Stop Rocking the Horse and Start Moving
Aug 21, 2025
At Meta, they’ve got this iconic poster of a rocking horse with the words, “Do not mistake motion for progress.” Man, does that hit home. We’re seeing it firsthand with clients in the banking and financial sector jumping on the AI bandwagon. There’s this study showing teams using AI tools felt 20% more productive but were actually 19% less productive.
Why? They’re burning hours tweaking prompts, waiting for AI to spit something out, and then nitpicking the results. Less than 44% of AI suggestions even get used without heavy edits. Meanwhile, everyone’s high-fiving because it feels like they’re moving faster, even as the numbers tank.
The kicker? Without hard data, these teams would’ve kept pouring gas on the fire. They felt productive. Their bosses saw more reports, more drafts, more “output.” Everyone’s smiling—except the business metrics, which are screaming for help.
Here’s what we’re telling clients to avoid becoming another AI cautionary tale in 2025:
- Pick one metric that actually matters.
Not a dozen KPIs or some fancy dashboard no one understands. One number that drives the business. For one client, it’s fraud detection rate. For another, it’s hours of manual review automated. Whatever it is, make it the North Star for the quarter.
Look at JPMorgan Chase—the $600 billion bank behind Chase cards and countless financial services. They don’t mess around with “vibes.” For their COIN platform, an AI tool for legal document review, the primary metric was hours automated. It crushed 360,000 hours of manual work annually. Clear pass/fail: Does it save time and reduce errors? No fluff.
Motion is just noise. Progress moves the needle. - Test AI tools like you’re running a science experiment.
The best companies we work with don’t just roll out AI and pray. They run tight, time-boxed trials with control groups. Think Swift, the global payments network, collaborating with banks like BNY Mellon and Deutsche Bank. They didn’t deploy AI fraud detection across the board. Instead, they ran pilots using live transaction data against historical patterns, measuring anomaly detection accuracy site-by-site. The goal? Tackle the industry’s $485 billion annual fraud hit by spotting patterns no human could. Only scale after proving it cuts fraud without false positives exploding.
Define success before you start. Write it down. Measure it. If the tool doesn’t deliver, kill it fast. - Limit the chaos—cap work-in-progress.
AI makes it stupidly easy to start stuff. Need a risk assessment model? Done. Ten compliance report drafts? Poof, generated. But starting isn’t shipping. We see clients drowning in half-baked ideas because AI lets them spin up endless variations.
Take a page from agile transformations in banking, like those at ING or through lean practices we’ve implemented. Limit what your team’s working on—say, no more than three AI initiatives in flight at once. You don’t get to start a new project until you finish or ditch the last one. Why? Because ten half-built models are worth less than one that actually launches and reduces operational risks. AI just makes this trap bigger—more motion, less progress.

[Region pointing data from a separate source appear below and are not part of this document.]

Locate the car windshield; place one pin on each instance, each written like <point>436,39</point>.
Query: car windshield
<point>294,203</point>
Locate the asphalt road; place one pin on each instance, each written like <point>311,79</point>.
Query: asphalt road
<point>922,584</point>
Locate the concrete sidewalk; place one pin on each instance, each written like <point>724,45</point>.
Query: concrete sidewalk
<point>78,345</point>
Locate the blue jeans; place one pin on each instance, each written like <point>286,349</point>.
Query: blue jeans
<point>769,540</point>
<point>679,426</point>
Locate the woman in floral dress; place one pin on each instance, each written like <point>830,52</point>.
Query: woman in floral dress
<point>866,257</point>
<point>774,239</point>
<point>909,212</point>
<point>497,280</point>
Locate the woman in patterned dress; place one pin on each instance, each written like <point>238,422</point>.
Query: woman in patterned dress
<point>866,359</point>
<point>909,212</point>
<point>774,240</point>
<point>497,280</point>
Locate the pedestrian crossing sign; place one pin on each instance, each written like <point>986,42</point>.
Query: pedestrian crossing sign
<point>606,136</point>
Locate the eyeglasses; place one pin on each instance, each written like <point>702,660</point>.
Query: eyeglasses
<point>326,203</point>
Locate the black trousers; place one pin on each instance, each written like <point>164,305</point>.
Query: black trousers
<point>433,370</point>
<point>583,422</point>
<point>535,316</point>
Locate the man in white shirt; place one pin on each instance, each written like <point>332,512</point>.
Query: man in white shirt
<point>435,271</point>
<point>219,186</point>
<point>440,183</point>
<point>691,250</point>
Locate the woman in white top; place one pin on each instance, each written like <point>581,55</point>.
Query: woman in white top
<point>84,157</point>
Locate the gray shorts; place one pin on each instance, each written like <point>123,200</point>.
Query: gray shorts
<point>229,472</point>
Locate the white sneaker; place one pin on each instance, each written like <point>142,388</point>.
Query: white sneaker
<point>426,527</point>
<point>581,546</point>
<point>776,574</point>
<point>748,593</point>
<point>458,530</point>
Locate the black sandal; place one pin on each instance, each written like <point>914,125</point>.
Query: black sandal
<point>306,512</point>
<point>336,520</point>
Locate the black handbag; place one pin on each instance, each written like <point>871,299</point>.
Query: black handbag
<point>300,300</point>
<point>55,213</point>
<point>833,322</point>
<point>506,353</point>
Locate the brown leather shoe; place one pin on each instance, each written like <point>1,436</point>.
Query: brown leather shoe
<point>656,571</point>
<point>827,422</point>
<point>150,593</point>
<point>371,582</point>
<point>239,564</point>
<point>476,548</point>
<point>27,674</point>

2025’s shaping up to be the year of AI-fueled chaos. But the clients we see winning? They’re not the ones moving fastest. They’re the ones making it harder to ship. They demand proof. They add guardrails. They stop more than they start.
That rocking horse poster? It’s a warning. Motion without progress is just a fancy way to waste time and money. While everyone else is rocking back and forth, our clients are the ones actually getting somewhere.